A common side-effect of PLLA is product related nodules at the injection site, especially in the population with HIV-associated lipodystrophy. Clinical studies defined these lesions as typically palpable, asymptomatic, non-visible and 5 mm or less in size35,36. In two different studies on HIV-related lipoatrophy with separate patients populations in Europe, these product related nodules appeared in 52% (26/50) and 31% (9/29) of cases37.

The pain while injecting is relatively high, the costs are higher than comparable products, and the results are only shown in a delayed onset, but due to its non-immunogenic character, no skin testing is necessary.

Collagen

Due to its animal origin, bovine collagen can be immunogenic (Zyderm1, Zyderm 2, Zyplast [Allergan, Irvine, CA]). This explains the necessity for two skin tests within an interval of two weeks prior to injection. The first skin test should be placed in the antecubital area, while the second test is usually performed on the facial skin, preferably in a non-visible area such as the scalp line. The positive first reaction rate among patients is usually around 3.5%, with a manifestation rate of 70% within 48–72 hours38. This risk can be lowered to 0.5% by performing a second test. Some series show an incidence of foreign-body-granulomas in no less than 1.3% of patients39.

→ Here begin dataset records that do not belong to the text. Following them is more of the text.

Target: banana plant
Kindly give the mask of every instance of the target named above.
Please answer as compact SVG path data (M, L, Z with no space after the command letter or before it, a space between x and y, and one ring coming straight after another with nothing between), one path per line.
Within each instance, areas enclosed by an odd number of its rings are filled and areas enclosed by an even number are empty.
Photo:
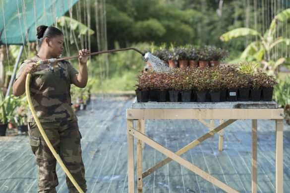
M66 16L62 16L58 19L58 23L61 26L66 26L70 29L70 31L72 33L69 33L69 39L70 40L71 44L73 44L77 41L75 31L78 31L78 38L80 38L80 36L82 35L86 35L88 34L90 35L92 35L95 33L95 31L92 29L90 28L83 23L69 17ZM67 34L68 35L68 34ZM66 37L68 38L68 37Z
M4 98L4 95L0 90L0 123L6 124L14 117L15 109L19 106L19 97L10 95Z
M279 66L288 59L281 58L276 62L273 61L271 58L271 51L281 43L285 43L287 46L290 45L290 39L281 36L276 38L275 36L278 25L287 21L290 18L290 8L288 8L274 17L269 29L264 34L253 29L238 28L224 33L221 36L220 39L223 41L226 42L241 36L256 36L258 37L258 40L250 43L247 46L240 56L240 59L260 62L264 65L264 69L277 73Z

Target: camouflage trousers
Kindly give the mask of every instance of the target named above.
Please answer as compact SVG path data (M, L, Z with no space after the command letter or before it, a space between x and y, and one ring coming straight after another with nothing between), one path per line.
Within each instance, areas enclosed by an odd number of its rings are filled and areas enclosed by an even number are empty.
M84 192L86 191L85 168L81 157L80 139L77 121L42 123L52 144L63 163ZM35 123L29 123L29 142L38 166L39 193L56 193L58 185L56 172L57 160L49 149ZM78 193L66 177L69 193Z

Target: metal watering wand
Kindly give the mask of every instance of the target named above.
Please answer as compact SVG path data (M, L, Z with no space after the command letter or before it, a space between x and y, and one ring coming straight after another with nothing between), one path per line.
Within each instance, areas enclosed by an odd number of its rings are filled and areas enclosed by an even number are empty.
M147 62L148 60L148 59L149 59L149 58L150 58L151 57L152 57L152 56L153 56L150 53L149 53L149 52L147 53L146 54L144 54L144 53L142 53L142 52L141 52L140 51L139 51L135 48L122 48L122 49L120 49L111 50L108 50L108 51L105 51L94 52L93 53L90 53L90 54L86 55L83 55L82 56L94 56L94 55L97 55L100 54L105 54L105 53L111 53L111 52L123 51L128 50L133 50L138 52L139 53L141 54L142 56L142 58L143 58L143 60L145 62ZM41 60L41 61L38 61L36 63L36 65L37 65L37 66L38 66L40 64L46 64L54 63L55 62L57 62L58 61L63 61L64 60L68 60L68 59L73 59L73 58L78 58L81 55L77 55L77 56L71 56L71 57L62 58L60 59L54 58L54 59L48 59L48 60ZM32 114L32 116L33 116L33 118L35 120L35 122L36 123L36 125L37 125L37 127L38 127L38 129L39 129L39 131L40 131L41 135L42 135L43 138L44 139L44 140L45 141L46 143L48 145L50 150L52 151L52 153L53 153L53 154L54 155L54 156L55 156L56 159L57 159L57 161L58 161L58 164L59 164L59 165L60 166L61 168L62 168L63 171L65 173L65 174L66 174L66 175L67 176L68 178L69 178L69 179L70 180L70 181L71 181L72 184L74 185L74 186L75 187L76 189L78 190L78 191L81 193L83 193L83 191L80 188L80 187L79 187L79 186L78 185L77 183L76 182L75 180L73 178L73 177L72 177L72 176L71 175L71 174L70 174L70 173L69 172L68 170L67 170L67 168L66 168L66 167L65 167L65 166L63 164L63 162L62 162L62 160L61 160L61 159L59 157L59 155L58 154L58 153L57 153L57 152L56 151L56 150L54 148L54 147L53 146L51 143L50 142L48 137L47 137L47 135L46 135L46 134L45 133L45 132L43 130L43 128L42 128L42 126L41 126L40 122L39 122L39 120L38 119L38 118L37 117L37 116L36 115L36 112L35 112L35 110L34 109L34 108L33 108L33 106L32 105L32 102L31 101L31 98L30 97L30 89L29 89L29 82L30 80L31 77L31 74L28 74L27 76L26 76L26 82L25 82L25 93L26 94L27 101L28 102L28 106L29 107L29 109L30 109L30 111L31 111L31 113Z

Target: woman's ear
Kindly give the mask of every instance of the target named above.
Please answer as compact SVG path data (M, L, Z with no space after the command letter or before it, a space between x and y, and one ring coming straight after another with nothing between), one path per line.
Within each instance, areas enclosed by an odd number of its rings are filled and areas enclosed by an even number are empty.
M48 47L51 47L51 40L49 38L45 38L44 42Z

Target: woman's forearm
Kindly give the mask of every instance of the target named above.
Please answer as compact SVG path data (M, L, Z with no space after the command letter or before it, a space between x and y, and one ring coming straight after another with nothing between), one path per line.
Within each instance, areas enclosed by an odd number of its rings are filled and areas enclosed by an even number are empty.
M77 76L78 87L84 88L88 82L88 68L87 64L79 63L79 71Z
M26 76L22 73L13 84L13 94L15 96L22 95L25 92L25 80Z

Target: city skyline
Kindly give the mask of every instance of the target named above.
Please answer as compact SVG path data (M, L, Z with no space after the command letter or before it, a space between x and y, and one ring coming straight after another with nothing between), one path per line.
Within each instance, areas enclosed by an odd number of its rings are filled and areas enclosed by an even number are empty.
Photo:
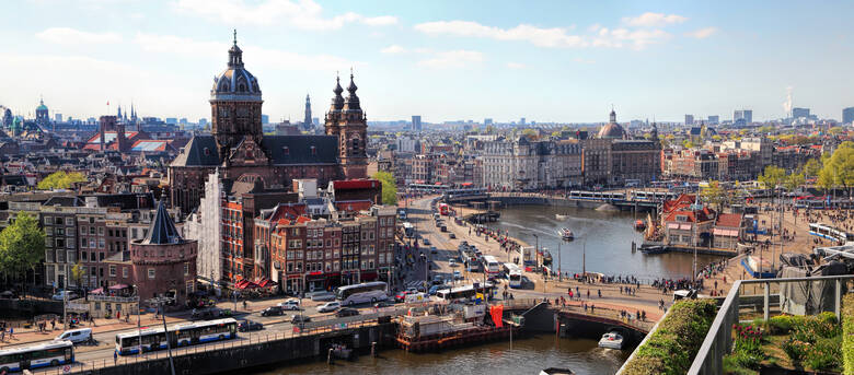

CosmoDerm 1, Cosmoderm 2, and Cosmoplast (Allergan, Irvine, Ca) are from a human collagen source, therefore non-immunogenic.

Evolence (ColBar LifeScience Ltd. Rehovot, Israel) is made from purified porcine collagen and was approved by the FDA in 2008. Even though this filler is derived from an animal source, there is no need for skin testing prior to injection due to its very low potential for hypersensitivity40,41. But it should not be injected in patients with a positive history of porcine allergy. The effect of collagen derivated fillers such as Evolence last for at least 6 months42 and histopathological analysis of Evolence in vivo showed a growth and migration of fibroblasts one month after injection43.

Hyaluronic acid

Hyaluronic acid is a glycosaminoglycan polysaccharide composed of alternating d-glucuronic acid and N-acetyl-d-glucosamine monosaccharides44. These sugars are present in the human body with no species specificity and its functions in the human body include space filling, shock absorption, and protein exclusion among other tasks.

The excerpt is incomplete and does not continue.